Barking Fair

Soap illustration by Monteagle Primary School year 4 children

“A yearly event of great importance to inhabitants was the Barking Fair, held 18th, 19th and 20th October. The swings and roundabouts made a great show. Everybody made a point of visiting the fair. We children were taken out in the morning, were always given a farthing, which we usually spent on ginger-bread or ginger-nuts, jumbles, and those curious little china-head dolls with black hair and red eyes”

“The men behind the stalls all more of less wore earrings. There were the usual fair ‘wonders’ - fortune tellers, juggles, performing animals...The stalls were loaded with cheap ribbons, cheap china… There was very little fruit visible in those days, but huge piles of nuts of all sorts and tons of toffee and boiled sweets.”

"In the evening of the fair days, the streets of Barking were almost solid with people, who came in from all the surrounding villages...the people danced to the strains of accordions, concertinas and barrel organs.”

Remembered by EM Stor

Donkeys were hired out for children to ride.

“It was very amusing to see the fishermen and their wives having donkey rides.”

The days on which the fair was held (October 22, 23 and 24th) were the festival days of St Ethelburga, the first abbess of Barking. The fair had various “shows, stalls, shooting galleries and travelling theatres”. Most of the public houses had booths erected for dancing in their rear gardens and for three days the town represented some gigantic carnival. On the horse pond stood Wombells travelling Menageries. Waxwork and other sows with the usual handsome decorated fronts and Fredericks Travelling Theatre.
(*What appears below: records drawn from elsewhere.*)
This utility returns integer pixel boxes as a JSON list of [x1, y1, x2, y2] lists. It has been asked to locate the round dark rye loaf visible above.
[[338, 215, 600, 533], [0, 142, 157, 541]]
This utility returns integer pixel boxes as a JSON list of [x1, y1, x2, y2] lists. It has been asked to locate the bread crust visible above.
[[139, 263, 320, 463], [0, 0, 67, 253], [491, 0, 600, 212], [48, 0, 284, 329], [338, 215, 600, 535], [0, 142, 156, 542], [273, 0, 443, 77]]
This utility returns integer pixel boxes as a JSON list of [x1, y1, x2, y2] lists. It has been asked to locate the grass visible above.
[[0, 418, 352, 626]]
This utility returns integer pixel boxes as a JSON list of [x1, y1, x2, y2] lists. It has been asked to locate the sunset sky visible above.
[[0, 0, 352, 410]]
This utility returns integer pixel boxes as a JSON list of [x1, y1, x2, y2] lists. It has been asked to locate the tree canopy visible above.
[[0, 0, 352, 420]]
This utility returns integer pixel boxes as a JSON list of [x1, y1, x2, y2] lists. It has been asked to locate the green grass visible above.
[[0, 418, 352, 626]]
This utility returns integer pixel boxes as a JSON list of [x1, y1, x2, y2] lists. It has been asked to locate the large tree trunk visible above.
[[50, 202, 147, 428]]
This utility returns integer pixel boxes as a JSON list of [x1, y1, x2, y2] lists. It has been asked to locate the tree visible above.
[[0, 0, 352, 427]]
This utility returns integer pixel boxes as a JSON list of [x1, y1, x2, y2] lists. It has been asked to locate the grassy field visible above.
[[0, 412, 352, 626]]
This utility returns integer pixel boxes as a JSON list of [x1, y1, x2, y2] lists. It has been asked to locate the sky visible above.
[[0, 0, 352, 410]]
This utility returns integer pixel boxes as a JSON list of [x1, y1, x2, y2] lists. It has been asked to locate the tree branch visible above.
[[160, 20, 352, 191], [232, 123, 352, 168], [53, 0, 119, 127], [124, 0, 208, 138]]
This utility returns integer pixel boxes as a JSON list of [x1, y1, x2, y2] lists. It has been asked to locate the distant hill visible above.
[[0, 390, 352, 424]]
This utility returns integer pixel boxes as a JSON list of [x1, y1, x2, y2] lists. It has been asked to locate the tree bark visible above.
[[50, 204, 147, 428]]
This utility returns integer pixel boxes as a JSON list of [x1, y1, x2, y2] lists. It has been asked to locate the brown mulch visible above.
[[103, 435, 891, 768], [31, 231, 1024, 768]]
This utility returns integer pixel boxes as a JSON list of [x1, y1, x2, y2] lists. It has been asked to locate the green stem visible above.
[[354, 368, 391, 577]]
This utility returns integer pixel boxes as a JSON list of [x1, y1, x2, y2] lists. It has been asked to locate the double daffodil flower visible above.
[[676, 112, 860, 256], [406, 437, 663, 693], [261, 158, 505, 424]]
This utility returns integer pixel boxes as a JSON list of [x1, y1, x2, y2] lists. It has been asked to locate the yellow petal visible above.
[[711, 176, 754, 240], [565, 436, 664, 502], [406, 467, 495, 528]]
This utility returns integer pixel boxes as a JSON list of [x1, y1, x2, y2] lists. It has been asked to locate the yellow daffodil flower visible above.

The last fair was held in 1874 and in October 1875 the police were stationed at the roads leading into the town and turned back the showmen, who did not realise an Order had been past by Home Secretary for the abolition of the fair. Mr James Holmes of the George Inn was a great supporter of the fair and in commemoration he gave away to his customers Ginger Bread and Nuts - his wife continuing the tradition and custom after his death in 1881.

Another recalls:

“It is perhaps true to say that in 1866 Barking people enjoyed much fresher and healthier food than at the present day. People kept their own Pigs (a sucking pig was not an uncommon dish), made their own sausages, cured their own bacon and hams. Butchers slaughtered their own beasts which had been grazed on the marshes. Market Gardeners supplied vegetables grown at home. Milk and Butter could be had from the Farms. Home-brewed beer was common, and Ginger Wine, the usual refreshment offered visitors, with home-made cake and biscuits."